AI Agents Reproduce and Extend CERN Analyses, Claim First AI-Produced Novel Result on LEP Data
A new arXiv preprint from researchers affiliated with MIT, the NSF AI Institute for Artificial Intelligence and Fundamental Interactions, or IAIFI, and CERN says an AI-agent workflow built around Anthropic’s Claude Code was able to carry out end-to-end high-energy physics analyses on public CERN datasets, including what the authors describe as a first AI-produced novel result.
The paper, titled “AI Agents Can Already Autonomously Perform Experimental High Energy Physics,” is a preprint, not a peer-reviewed study. It was submitted to arXiv on March 20, 2026, and revised June 20, 2026. The authors — Eric A. Moreno, Samuel Bright-Thonney, Andrzej Novak, Dolores Garcia and Philip Harris — have also publicly released the code, generated paper files and other analysis artifacts on GitHub under jfc-mit.
The preprint says the team built a framework called Just Furnish Context, or JFC, around Claude Code, Anthropic’s agentic coding tool and runtime. The abstract says: “Given access to a HEP dataset, an execution framework, and a corpus of prior experimental literature, we find that Claude Code succeeds in automating all stages of a typical analysis: event selection, background estimation, uncertainty quantification, statistical inference, and paper drafting.” In the project’s GitHub README, the authors describe the system more cautiously, writing: “JFC is a proof-of-concept framework for autonomous high energy physics analysis.”

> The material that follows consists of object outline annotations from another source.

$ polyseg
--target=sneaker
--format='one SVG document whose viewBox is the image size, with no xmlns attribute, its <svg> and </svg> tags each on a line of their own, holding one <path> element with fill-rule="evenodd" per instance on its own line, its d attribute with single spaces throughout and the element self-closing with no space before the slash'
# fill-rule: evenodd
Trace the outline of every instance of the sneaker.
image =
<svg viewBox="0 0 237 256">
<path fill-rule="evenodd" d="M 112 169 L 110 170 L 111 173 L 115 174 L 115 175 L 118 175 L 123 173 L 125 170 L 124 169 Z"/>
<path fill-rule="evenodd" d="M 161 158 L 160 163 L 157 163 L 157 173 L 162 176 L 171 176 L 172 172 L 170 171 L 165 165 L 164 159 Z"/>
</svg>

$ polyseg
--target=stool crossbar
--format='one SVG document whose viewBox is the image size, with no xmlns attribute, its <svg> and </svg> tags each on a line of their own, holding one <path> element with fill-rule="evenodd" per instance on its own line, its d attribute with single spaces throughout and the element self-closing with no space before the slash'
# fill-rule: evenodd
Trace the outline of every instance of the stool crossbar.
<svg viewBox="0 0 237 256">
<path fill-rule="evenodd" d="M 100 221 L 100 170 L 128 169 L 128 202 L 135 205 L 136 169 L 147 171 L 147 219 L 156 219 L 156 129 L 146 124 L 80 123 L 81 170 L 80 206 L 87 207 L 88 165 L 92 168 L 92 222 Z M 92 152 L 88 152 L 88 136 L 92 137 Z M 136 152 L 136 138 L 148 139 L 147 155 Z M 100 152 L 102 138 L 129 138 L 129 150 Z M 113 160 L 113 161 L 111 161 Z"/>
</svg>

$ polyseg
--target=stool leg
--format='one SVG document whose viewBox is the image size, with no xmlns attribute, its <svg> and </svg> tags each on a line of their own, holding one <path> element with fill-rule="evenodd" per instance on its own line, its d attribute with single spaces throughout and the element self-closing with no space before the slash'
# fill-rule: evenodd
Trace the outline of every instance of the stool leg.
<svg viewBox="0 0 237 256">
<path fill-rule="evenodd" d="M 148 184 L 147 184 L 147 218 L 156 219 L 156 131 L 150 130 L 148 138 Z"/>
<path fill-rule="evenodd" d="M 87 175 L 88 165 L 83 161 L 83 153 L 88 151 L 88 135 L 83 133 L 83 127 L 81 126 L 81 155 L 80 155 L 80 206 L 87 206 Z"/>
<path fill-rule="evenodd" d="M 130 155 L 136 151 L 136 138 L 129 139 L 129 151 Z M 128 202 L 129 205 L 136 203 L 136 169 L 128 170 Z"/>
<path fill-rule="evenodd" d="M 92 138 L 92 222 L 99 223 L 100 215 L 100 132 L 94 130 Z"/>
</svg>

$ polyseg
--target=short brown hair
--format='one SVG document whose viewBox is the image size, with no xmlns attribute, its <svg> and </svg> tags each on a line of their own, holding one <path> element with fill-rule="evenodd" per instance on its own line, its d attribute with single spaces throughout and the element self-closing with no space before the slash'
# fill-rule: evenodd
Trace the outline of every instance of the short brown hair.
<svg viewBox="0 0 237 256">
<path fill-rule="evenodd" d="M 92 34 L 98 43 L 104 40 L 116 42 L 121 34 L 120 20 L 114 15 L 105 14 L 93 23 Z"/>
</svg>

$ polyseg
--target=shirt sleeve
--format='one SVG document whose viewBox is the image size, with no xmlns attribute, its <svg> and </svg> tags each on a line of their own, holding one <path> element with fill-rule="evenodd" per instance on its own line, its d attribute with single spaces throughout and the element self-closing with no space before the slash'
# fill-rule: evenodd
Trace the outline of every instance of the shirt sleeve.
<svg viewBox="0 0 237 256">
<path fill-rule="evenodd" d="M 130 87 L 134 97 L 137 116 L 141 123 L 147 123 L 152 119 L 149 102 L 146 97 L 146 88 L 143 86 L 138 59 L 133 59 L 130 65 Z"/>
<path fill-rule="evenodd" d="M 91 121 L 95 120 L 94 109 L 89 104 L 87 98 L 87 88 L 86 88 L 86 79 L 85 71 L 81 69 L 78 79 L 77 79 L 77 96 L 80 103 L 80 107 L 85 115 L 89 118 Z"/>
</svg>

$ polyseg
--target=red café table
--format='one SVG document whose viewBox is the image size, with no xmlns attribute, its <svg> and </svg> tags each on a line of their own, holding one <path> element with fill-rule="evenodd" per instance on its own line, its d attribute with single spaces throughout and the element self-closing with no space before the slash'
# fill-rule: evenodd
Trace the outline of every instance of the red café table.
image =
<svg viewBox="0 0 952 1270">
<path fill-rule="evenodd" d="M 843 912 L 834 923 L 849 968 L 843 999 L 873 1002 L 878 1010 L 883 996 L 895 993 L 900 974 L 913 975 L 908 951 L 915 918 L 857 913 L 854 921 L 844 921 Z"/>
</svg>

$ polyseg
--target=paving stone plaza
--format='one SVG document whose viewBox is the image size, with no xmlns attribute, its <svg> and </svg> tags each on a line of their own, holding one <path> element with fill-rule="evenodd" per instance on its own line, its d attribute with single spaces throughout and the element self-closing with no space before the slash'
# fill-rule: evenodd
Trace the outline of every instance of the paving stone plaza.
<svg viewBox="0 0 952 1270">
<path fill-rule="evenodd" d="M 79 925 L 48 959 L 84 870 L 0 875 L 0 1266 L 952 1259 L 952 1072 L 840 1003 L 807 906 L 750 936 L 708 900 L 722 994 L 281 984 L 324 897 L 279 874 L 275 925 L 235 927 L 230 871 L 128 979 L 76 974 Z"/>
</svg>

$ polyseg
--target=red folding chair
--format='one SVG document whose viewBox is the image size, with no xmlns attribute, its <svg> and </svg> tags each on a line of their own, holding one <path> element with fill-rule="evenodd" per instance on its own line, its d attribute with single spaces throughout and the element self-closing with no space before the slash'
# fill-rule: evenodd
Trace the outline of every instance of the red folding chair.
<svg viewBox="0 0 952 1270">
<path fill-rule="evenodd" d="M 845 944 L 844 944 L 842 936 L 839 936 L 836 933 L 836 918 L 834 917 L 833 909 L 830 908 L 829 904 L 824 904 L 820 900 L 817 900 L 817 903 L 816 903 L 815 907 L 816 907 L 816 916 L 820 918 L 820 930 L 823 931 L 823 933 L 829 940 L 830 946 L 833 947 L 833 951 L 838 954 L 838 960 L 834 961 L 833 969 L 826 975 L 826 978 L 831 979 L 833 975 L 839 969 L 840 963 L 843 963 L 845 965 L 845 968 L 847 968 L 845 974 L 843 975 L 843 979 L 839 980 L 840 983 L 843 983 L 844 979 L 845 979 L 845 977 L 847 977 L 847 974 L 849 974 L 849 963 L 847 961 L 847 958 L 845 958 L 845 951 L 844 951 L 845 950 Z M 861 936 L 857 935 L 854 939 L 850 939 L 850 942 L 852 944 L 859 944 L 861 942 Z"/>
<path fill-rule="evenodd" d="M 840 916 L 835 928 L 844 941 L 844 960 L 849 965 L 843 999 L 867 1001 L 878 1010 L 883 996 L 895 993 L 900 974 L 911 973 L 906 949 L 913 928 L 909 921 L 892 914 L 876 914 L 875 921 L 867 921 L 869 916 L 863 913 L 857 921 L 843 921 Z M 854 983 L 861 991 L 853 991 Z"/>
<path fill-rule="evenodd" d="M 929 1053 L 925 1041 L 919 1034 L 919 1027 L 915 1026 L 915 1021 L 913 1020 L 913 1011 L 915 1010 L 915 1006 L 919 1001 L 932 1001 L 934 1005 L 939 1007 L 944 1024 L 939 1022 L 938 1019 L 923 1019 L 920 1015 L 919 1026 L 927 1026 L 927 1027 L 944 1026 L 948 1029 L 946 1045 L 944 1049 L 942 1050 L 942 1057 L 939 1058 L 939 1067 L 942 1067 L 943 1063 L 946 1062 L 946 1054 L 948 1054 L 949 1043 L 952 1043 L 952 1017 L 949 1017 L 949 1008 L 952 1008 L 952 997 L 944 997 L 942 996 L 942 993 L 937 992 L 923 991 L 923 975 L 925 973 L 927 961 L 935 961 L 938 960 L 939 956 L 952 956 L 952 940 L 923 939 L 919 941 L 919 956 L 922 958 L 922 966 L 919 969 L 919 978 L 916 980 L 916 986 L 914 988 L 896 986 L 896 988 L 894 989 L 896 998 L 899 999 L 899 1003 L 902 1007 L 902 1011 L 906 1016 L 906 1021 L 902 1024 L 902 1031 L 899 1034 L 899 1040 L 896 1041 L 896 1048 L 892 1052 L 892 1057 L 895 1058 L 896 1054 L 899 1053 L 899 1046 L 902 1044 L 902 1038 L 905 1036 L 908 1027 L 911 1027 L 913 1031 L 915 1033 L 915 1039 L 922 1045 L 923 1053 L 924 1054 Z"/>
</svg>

According to the paper, the workflow was tested on public open datasets from ALEPH, DELPHI and CMS. The two headline examples are a CMS Run-1 Open Data Higgs-to-tau-tau analysis, presented as a reproduction of a known result, and a Lund-plane measurement on LEP-era ALEPH data, which the authors say is new. The abstract calls that second result “the first Lund plane measurement on LEP data — a genuinely novel result and, to our knowledge, the first produced autonomously by an AI agent.” The GitHub materials explicitly list Claude Code as the agent runtime used in the project.
ALEPH and DELPHI were experiments at CERN’s Large Electron-Positron collider, or LEP, while CMS is one of the main experiments at the Large Hadron Collider. The Lund plane is a way of representing jet substructure — the internal pattern of particle sprays created in collisions — that was introduced in 2018 and has since been used in collider-physics studies. The paper’s novelty claim is not about inventing the Lund plane itself, but about applying that style of measurement to LEP electron-positron data, rather than the hadron-collider measurements that came earlier.
The authors do not describe the process as fully human-free. The project materials say the workflow includes multi-agent review and a “human gate,” meaning a person still signs off at certain points. And while the analyses use data from the CERN Open Data portal, that public availability does not mean the original experimental collaborations endorse outside results produced from those releases. For now, the central claims — including the claimed first autonomous novel result — remain the authors’ claims in a public preprint, backed by released code and artifacts but not yet peer reviewed.